Após reconquistar a grande cidade síria de Antióquia para o Império Romano, Aureliano subiu o curso do rio Orontes e entrou sem contestação nas cidades de Apamea, Larissa e Arethusa, percorrendo o caminho em direção à cidade de Emesa (atual Homs, na Síria), também cortada pelo referido rio. Então, ao se aproximar das muralhas desta Cidade, os romanos observaram o exército de Palmira em formação em frente às mesmas. Segundo o relato de Zósimo:

“Encontrando o Exército Palmireno formado ante Emesa, totalizando setenta mil homens, entre Palmirense e seus aliados, Aureliano opôs a eles a cavalaria dálmata, os Mésios e os Panônios, e as Legiões célticas de Noricum e Rétia, e atrás destas os mais seletos regimentos imperiais, escolhidos homem a homem, a cavalaria da Mauritânia, os Tianenses, os Mesopotâmicos, os Sírios, os Fenícios e os Palestinos, todos homens de reconhecido valor; os Palestinos ao lado de outras armas, brandindo porretes e cajados. No começo do engajamento, a cavalaria romana recuou, a fim de que os Palmirenses, que os excediam em número, e eram melhores cavaleiros, valendo-se de algum estratagema, não cercassem o exército romano. Mas a cavalaria palmirena os perseguiu tão ferozmente, embora as suas fileiras estivessem desfeitas, que o evento ocorreu muito contrariamente ao que esperava a cavalaria romana. Porque eles foram perseguidos por um inimigo cuja força lhes era muito superior, e consequentemente muitos deles foram derrubados. A infantaria então teve que suportar o peso da ação. Observando que os Palmirenses tinham quebrado as suas linhas quando a cavalaria iniciou a perseguição, ela deu meia-volta e atacou quando eles estavam espalhados e em desordem. Nesta ocasião, muitos deles foram mortos, porque um lado lutou com as armas costumeiras, enquanto os Palestinos empregaram clavas e cajados contra cotas de malha feitas de ferro e latão. Consequentemente, os Palmirenses debandaram com a maior precipitação, e em sua fuga eles pisotearam uns aos outros, ficando em pedaços, como se o inimigo já não os tivesse massacrado suficientemente; O campo ficou coalhado de homens e cavalos mortos, enquanto os poucos que escaparam refugiaram-se na cidade.”

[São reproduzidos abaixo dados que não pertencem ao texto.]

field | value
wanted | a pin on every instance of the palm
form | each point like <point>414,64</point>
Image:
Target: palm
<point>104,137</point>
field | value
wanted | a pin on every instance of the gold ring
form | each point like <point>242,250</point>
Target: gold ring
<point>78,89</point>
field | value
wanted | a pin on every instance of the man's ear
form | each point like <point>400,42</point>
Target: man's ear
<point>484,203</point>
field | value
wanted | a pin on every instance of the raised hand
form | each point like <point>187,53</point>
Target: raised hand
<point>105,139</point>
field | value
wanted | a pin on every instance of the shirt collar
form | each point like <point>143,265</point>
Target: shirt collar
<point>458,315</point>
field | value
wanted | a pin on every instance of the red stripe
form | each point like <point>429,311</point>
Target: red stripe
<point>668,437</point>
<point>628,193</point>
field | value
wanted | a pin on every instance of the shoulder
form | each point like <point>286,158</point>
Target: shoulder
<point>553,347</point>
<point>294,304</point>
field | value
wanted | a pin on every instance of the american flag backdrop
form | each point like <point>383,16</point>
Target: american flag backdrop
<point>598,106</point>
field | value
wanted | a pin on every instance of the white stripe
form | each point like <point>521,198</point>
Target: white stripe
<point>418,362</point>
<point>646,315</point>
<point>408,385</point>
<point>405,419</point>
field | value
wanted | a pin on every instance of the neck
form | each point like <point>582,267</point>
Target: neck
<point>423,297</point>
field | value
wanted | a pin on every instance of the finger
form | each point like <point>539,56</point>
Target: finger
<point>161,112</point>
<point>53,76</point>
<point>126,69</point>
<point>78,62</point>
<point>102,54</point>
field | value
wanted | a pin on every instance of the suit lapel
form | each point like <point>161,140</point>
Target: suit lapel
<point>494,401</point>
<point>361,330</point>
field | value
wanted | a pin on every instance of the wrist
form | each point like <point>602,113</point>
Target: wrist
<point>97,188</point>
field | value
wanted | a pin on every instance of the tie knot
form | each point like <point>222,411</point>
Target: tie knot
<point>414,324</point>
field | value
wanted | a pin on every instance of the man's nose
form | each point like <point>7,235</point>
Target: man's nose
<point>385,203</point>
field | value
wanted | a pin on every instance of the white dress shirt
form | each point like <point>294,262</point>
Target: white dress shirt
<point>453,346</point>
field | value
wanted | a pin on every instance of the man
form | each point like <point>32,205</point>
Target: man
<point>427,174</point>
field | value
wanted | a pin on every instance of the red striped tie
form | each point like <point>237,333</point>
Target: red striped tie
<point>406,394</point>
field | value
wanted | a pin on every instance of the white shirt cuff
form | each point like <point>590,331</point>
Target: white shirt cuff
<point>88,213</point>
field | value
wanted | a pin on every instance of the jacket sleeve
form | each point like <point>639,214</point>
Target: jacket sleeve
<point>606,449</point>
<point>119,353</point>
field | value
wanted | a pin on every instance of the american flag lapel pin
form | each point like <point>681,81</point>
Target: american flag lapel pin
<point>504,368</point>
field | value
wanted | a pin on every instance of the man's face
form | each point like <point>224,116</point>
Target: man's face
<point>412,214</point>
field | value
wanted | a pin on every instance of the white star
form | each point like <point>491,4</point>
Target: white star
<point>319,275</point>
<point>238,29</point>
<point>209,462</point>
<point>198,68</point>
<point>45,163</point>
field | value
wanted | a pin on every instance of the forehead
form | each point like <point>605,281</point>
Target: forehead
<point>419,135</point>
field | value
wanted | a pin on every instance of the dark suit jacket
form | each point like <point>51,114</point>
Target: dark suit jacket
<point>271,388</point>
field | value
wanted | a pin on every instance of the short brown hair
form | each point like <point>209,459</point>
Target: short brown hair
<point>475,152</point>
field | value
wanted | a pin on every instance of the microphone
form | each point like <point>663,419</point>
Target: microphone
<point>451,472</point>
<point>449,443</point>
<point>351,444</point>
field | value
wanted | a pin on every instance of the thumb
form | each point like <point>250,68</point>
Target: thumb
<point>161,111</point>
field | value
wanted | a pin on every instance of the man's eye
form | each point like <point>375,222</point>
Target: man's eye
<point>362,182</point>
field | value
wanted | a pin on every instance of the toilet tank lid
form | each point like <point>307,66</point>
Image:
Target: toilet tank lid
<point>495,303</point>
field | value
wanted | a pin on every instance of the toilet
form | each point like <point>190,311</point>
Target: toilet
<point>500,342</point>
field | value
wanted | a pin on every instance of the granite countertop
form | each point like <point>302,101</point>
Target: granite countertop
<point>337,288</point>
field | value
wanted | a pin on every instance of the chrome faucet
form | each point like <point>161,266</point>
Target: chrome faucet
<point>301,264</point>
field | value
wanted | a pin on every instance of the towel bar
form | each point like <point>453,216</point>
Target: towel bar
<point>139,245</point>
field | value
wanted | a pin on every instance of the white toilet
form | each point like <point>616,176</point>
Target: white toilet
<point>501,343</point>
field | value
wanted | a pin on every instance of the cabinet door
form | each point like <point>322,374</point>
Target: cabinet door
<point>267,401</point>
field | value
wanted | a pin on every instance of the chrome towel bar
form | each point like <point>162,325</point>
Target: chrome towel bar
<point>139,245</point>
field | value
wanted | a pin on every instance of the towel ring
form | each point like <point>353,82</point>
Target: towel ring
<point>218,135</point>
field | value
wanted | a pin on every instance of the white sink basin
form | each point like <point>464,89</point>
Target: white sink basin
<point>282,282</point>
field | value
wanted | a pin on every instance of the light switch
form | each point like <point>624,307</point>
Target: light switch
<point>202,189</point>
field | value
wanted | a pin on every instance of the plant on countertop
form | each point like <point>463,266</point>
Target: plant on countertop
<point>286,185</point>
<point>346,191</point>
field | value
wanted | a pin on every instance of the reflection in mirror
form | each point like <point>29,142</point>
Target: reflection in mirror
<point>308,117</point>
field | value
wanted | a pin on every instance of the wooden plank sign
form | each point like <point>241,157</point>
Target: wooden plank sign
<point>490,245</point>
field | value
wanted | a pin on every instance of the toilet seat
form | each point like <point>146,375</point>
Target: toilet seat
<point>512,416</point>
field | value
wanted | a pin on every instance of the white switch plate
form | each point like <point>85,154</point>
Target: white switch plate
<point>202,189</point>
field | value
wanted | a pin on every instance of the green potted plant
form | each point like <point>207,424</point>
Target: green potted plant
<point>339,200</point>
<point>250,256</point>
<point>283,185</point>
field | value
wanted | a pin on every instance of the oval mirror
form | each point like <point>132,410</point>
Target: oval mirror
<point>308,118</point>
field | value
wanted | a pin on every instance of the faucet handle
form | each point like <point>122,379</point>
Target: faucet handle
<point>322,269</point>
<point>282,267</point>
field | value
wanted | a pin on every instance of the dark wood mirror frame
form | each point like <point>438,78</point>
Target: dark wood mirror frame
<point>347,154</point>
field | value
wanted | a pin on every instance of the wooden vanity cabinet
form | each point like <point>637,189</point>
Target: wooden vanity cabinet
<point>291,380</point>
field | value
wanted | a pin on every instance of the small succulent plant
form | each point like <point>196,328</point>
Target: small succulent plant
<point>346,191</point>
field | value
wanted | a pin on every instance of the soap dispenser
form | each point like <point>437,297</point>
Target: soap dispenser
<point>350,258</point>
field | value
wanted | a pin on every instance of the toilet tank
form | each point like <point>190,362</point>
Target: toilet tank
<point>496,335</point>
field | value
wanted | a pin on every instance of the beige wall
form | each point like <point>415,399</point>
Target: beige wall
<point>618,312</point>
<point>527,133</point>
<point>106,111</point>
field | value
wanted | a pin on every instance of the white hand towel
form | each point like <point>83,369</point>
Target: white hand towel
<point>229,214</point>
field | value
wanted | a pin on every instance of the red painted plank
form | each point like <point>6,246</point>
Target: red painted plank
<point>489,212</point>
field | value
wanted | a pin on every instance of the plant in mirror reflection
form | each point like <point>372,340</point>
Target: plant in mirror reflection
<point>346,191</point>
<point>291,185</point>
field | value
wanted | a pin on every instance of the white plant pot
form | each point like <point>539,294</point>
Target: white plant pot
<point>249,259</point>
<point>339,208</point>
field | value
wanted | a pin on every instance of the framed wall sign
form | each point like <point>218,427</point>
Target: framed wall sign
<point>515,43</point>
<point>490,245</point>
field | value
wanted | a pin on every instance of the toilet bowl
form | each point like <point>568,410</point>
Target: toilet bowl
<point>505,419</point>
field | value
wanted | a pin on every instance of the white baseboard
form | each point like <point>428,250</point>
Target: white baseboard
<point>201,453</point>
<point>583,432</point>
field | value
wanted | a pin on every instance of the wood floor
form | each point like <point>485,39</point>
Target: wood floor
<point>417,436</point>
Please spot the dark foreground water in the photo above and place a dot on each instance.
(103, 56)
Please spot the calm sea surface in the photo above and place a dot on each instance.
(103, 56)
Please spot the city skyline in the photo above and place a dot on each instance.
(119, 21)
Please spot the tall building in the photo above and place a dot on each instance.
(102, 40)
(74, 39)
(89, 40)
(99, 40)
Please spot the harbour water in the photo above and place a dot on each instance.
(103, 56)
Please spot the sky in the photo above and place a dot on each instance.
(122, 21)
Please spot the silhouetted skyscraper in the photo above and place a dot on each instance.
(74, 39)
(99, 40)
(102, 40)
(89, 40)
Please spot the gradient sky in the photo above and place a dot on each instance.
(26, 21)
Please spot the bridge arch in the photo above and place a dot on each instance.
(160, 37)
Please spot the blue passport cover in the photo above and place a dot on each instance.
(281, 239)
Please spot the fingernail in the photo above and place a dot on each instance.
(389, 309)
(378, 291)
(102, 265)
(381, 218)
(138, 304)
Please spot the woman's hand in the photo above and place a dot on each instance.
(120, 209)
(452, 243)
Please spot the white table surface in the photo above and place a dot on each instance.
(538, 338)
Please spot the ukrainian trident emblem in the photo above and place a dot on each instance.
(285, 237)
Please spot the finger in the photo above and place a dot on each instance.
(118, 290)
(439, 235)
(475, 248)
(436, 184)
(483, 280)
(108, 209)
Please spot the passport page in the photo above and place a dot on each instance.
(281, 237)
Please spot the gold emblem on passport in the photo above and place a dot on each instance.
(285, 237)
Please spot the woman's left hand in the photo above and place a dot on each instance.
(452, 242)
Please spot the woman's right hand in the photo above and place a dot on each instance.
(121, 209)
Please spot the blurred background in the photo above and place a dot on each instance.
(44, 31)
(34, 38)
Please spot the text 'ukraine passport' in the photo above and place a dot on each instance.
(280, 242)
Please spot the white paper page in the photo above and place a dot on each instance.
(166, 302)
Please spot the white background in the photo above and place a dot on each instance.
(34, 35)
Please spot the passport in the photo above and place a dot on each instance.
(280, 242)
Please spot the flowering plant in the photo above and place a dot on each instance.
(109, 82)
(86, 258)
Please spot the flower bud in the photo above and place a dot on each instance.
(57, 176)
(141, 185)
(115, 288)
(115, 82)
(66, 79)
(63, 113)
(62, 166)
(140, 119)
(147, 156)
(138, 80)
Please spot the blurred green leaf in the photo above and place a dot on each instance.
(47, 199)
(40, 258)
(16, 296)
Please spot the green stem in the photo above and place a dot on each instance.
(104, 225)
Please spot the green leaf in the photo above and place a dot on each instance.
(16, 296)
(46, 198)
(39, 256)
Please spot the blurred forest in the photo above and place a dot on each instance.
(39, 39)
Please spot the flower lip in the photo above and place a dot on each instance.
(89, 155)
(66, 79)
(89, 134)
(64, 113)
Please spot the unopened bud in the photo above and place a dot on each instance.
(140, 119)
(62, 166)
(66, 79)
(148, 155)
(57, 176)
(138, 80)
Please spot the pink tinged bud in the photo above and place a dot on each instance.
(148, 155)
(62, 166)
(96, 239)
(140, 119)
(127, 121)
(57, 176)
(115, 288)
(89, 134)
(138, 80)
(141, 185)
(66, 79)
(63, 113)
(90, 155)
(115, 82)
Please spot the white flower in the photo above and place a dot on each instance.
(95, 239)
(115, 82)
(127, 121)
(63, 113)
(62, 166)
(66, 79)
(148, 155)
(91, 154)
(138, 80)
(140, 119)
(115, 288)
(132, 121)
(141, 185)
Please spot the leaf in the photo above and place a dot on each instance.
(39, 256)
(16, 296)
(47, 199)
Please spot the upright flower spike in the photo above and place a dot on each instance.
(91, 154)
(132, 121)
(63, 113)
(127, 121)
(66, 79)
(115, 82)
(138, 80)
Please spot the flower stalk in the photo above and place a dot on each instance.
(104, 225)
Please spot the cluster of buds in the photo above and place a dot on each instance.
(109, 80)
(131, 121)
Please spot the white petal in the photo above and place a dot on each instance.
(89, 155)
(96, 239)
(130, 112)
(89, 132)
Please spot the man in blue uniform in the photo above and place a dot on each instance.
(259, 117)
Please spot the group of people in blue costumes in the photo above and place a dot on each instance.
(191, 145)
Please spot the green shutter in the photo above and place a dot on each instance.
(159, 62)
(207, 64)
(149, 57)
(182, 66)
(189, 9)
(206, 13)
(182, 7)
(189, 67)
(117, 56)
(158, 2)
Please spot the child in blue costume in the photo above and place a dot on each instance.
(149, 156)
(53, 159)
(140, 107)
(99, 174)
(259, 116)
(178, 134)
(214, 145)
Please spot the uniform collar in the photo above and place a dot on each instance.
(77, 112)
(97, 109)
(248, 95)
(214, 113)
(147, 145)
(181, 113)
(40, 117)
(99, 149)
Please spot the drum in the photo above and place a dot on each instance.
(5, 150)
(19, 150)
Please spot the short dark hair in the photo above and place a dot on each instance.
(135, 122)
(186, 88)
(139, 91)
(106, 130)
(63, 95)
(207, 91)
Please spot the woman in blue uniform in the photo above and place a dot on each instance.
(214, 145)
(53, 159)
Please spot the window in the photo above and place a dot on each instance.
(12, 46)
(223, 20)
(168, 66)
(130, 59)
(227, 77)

Zózimo, New History, Book 1

A derrota abalou o espírito de Zenóbia, que, após consultar seus auxiliares, decidiu abandonar Emesa e entrincheirar-se em Palmira, tendo em vista que os habitantes da cidade já manifestavam a sua insatisfação com a rainha e davam mostras de simpatia aos Romanos. Com a partida de Zenóbia, Aureliano entrou em Emesa, onde efetivamente ele foi bem recebido pelos cidadãos e capturou uma parte do tesouro que a rainha não havia conseguido levar consigo. Na cidade, segundo a História Augusta, o imperador fez oferendas no Templo de Elagabalus, divindade solar introduzida em Roma pelo imperador Elagábalo (ou Heliogábalo). Aureliano, tudo indica, atribuiu a vitória que lhe valeu a conquista de Emesa à divindade e, mais tarde, dedicaria um templo ao Sol Invicto, em Roma.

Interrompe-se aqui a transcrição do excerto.